If he's so insane that he didn't know what he was doing, then he needs to be committed to a facility for violent 'insane' offenders. Going to counseling while living at home is not acceptable. He's obviously a danger to others.
“Patricia Papernow, a psychologist from Hudson, Mass., and expert on blended families, said tensions from combining families, as Brown’s father and Houk were doing, were “pretty normal in a new stepfamily.”
“It looks awful from the outside and sort of unspeakable, but these are the kinds of feelings that are pretty normal in a new stepfamily,” Papernow said. “You just hope there’s not a loaded gun around.”
I beg to differ.
So do all normal people.
I’m certainly not saying he should be sent home and just required to attend counseling sessions. Home obviously wasn’t conducive to his mental health before, and it isn’t likely to be now, plus, as you noted, he’s a danger to others at this point. What I’m objecting to is dealing with this as a criminal case, and an adult criminal case to boot.

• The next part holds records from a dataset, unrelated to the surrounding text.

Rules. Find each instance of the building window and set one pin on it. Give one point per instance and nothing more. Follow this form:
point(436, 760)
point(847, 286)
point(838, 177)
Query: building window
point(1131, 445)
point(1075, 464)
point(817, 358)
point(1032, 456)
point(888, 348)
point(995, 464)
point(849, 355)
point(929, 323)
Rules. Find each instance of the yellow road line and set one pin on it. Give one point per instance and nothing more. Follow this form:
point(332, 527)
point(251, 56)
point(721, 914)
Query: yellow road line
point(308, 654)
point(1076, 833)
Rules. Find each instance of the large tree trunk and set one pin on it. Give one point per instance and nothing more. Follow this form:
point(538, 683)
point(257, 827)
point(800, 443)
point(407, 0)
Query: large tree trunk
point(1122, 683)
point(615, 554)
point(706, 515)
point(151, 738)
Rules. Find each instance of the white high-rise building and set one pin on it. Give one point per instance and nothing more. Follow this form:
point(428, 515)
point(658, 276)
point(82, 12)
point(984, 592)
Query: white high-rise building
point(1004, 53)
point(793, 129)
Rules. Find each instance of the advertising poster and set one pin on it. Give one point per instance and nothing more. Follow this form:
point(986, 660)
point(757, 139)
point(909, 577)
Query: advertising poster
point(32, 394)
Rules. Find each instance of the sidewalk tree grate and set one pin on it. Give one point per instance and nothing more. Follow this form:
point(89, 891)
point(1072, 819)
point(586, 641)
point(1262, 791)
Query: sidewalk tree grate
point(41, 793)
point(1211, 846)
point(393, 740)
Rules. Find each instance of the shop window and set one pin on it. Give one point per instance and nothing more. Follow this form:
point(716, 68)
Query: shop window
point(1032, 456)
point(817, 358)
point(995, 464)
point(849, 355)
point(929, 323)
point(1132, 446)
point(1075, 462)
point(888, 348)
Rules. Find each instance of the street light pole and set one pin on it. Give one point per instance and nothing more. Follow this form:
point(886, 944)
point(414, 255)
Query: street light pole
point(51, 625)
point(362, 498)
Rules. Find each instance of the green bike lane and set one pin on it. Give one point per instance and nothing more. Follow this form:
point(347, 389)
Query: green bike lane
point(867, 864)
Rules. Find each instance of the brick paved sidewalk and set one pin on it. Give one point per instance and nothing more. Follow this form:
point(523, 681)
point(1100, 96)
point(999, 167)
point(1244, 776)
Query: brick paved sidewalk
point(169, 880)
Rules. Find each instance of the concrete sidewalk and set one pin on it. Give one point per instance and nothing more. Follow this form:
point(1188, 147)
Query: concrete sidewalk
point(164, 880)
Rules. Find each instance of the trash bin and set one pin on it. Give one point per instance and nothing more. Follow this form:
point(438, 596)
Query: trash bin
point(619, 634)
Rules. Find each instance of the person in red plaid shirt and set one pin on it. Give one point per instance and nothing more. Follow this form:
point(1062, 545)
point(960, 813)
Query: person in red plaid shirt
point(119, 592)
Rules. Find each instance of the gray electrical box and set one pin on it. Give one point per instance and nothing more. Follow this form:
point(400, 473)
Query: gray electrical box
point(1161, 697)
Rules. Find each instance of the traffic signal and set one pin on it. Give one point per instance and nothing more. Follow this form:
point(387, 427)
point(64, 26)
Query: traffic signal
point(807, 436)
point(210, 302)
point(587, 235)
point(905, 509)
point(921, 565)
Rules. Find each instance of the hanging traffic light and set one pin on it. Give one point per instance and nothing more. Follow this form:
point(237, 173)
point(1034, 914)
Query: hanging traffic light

This is a child who has in all likelihood spent most of his childhoood to date in severely dysfunctional homes, and has one or more mental disorders as a result. At 11, he certainly can’t be held responsible for not removing himself from this situation and getting mental health treatment before he completely lost it. There ought to be some adults held responsible for that failure, but not the kid.
It’s very different when we’re talking about someone 18+ who commits a crime like this, after a vile childhood that did some mental damage. First of all, they DO have the option of getting out of the home and at least requesting mental health treatment (if they get turned down, and then go out and kill somebody, we need to take a long hard look at the mental health professionals who insisted he didn’t need treatment). And perhaps more importantly, when someone has reached adulthood with their head that messed up, correcting the problem at all is a long shot and at best is going to take a very long time. With an eleven year old, there’s a very good chance that spending the next seven years in some of sane setting (perhaps first a secure juvenile mental health facility, and later a well-supervised group home or foster home) will result in a mentally healthy young adult. Saddling him with an adult criminal record for something he did when he was eleven closes off many doors to a decent life, meaning that even if he arrives at 18 in excellent mental health and with a meaningful high school diploma, he’s just going to start getting doors slammed in his face and become very angry and frustrated again.
Obviously we don’t know the whole background to this, and of course it’s possible that he’s really a “bad seed” and has had a reasonably sane and stable home life, and it just didn’t do any good. But given the tidbits of info we’ve gotten so far — no mention of his mother, dad living with pregnant girlfriend, pregnant girlfriend’s brother in law apparently having not rung any alarm bells when the kid told him he wanted to kill the girlfriend, and a seven year old stepsister whose reaction to a shotgun blast in her home is to get on the school bus as usual and not say anything to the driver about a problem — just adding it all up, I expect the full picture of what’s been going on in this household is something really appalling.
And add to the evidence of insane household, the fact that the boy’s lawyer is asking for the boy to be released on bail TO HIS FATHER. The lawyer can’t be requesting that without the father’s support, so we’re talking about a father who wants the kid back home, right after the kid blew away his 8 months pregnant stepmother. As I pointed out in an earlier post, if the intention was to have the boy transferred to a mental health facility, no bail would be needed. Plus the father seems to have been totally unaware of his son’s mental instability, since he saw fit to give a him a shotgun as a present quite recently, and allow the boy to have unsupervised access to it. Sounds to me like the father belongs in secure mental institution.